By Chris Rios
A shot from Rooney from inside the 18!!!! Wide left… just missed… Just missed. That seemed to be the theme for the Brits today in their opening matchup against the agéd Pirlo and Co. Time and time again the shots from England sailed over, went wide left, wide right and were parried away by the keeper…. Sturridge was brilliant up top for the English and was able to equalize after a Marchisio’s 37th minute goal, but it was superman Balotelli who stole the show when he netted a go-ahead header goal in the 50th minute. The Brits were shocked… and remained stunned and unable to respond for the remaining 40 minutes… The whistle blew at the end of 90 minutes and British heads around the world hung as their footballing stars, yet again, could not get the job done….

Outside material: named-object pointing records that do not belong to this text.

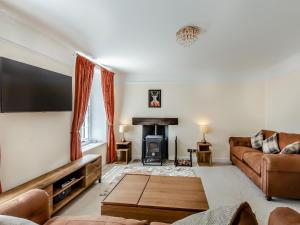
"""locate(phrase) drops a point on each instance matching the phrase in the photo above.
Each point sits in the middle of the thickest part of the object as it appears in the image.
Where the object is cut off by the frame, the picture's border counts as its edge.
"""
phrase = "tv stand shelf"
(62, 184)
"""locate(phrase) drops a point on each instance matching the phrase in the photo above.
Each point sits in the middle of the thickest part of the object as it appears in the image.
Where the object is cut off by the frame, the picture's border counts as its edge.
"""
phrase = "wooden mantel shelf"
(154, 121)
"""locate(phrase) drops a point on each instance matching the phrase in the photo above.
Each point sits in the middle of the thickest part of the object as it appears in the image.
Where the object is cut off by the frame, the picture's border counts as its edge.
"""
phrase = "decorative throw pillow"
(11, 220)
(257, 140)
(293, 148)
(270, 145)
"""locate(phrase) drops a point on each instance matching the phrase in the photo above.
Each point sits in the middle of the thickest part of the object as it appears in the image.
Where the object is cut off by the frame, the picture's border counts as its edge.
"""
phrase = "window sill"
(91, 146)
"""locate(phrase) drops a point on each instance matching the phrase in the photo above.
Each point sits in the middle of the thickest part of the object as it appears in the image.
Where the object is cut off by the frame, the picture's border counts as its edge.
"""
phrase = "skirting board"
(172, 157)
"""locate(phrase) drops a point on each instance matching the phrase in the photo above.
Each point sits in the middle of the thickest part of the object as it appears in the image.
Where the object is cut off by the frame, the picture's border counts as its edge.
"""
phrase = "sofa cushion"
(285, 139)
(268, 133)
(293, 148)
(93, 220)
(257, 140)
(239, 151)
(270, 145)
(253, 160)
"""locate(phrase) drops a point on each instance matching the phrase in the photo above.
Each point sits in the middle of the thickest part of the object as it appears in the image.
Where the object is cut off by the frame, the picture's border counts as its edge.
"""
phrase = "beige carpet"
(223, 184)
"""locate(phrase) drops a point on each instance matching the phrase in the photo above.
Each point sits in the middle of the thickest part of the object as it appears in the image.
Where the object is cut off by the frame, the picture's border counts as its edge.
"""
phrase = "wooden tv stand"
(84, 172)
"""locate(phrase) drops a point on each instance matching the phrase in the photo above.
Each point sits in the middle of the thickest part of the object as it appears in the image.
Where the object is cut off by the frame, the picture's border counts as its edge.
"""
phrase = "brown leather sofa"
(277, 175)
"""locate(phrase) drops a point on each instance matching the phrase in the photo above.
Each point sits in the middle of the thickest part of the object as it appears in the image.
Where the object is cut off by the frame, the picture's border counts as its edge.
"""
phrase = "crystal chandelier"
(187, 35)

At this point I suspect I have thoroughly offended some English football fans. I mean, what am I saying, right? Couldn’t get the job done? It’s only the first match?! Yes, they lost. Yes, they couldn’t find the back of the net. But there are still two more games! Plenty of time to improve and, most importantly, two more opportunities to gain points and advance to the next round. Right? Well, Sir David Cameron, you are certainly not alone in your sentiments. Surely, the Everton Manager, Roberto Martinez, feels that his Spanish side will certainly be able to overcome their match-one humiliation and advance to the round of 16. Cameroon and Australia may already be raging in São Paulo considering their World Cup records (sorry Mr. Cahill and Sr. Eto), but I know, although both Uruguay and Japan suffered defeats today in their first matches, Lavezzi and Kagawa have no doubt that there teams can advance to the next round and make a run for the Cup. Yet, belief is one thing, and history is another…
In 2010, nine teams suffered defeat in their opening matches. Only one advanced to the round of 16. In 2006, 11 teams lost their first match, two advanced. In 2002, 12 suffered a first match defeat and just one advanced. In 1998, 11 lost in their first match…. not one advanced to the next round. You get the idea… In the World Cups since the field was expanded to 32, less than 10% of teams that lost their first match advanced to the round of 16. To say the least, history doesn’t bode well for teams suffering defeat in their first match–since 1998 only four teams have advanced after a first match defeat…
Even great teams lose, but why is the first game so important? It’s only one game right? Sure, it’s only one game but it’s much more than that. It’s the first opportunity for these teams to shake off their nerves. It’s their chance to build their confidence for the next two grueling group play games. Tonight, Costa Rican striker Joel Campbell will go to sleep with a smile on his face and the confidence that he and is team can reach the round of 16 for the first time ever. He will dream of marking his name in the history books, hoisting the trophy and bringing glory to his country.
Tonight, in Manaus, Rooney will lie awake in his bed thinking… what did I do wrong…. what could I have done different…. what if we can’t beat Uruguay on Thursday… What will I say to the millions of devastated fans if we don’t advance…. they will all blame me… When he finally falls asleep, Rooney won’t dream of hoisting the trophy, but will be haunted by his missed shot inside the 18. Casillas can’t stop thinking about the screaming Dutch fans and Van Persie’s header floating over his head into the back of the net, and I’m sure Diego Godín is wondering how is defense allowed three goals against the 28th ranked team in the world….
The first game is critical not just for the opportunity to gain points in the first match, but a win can give a team the confidence it needs to make a run, while a loss can haunt even a great team like Spain or Uruguay right out of the World Cup.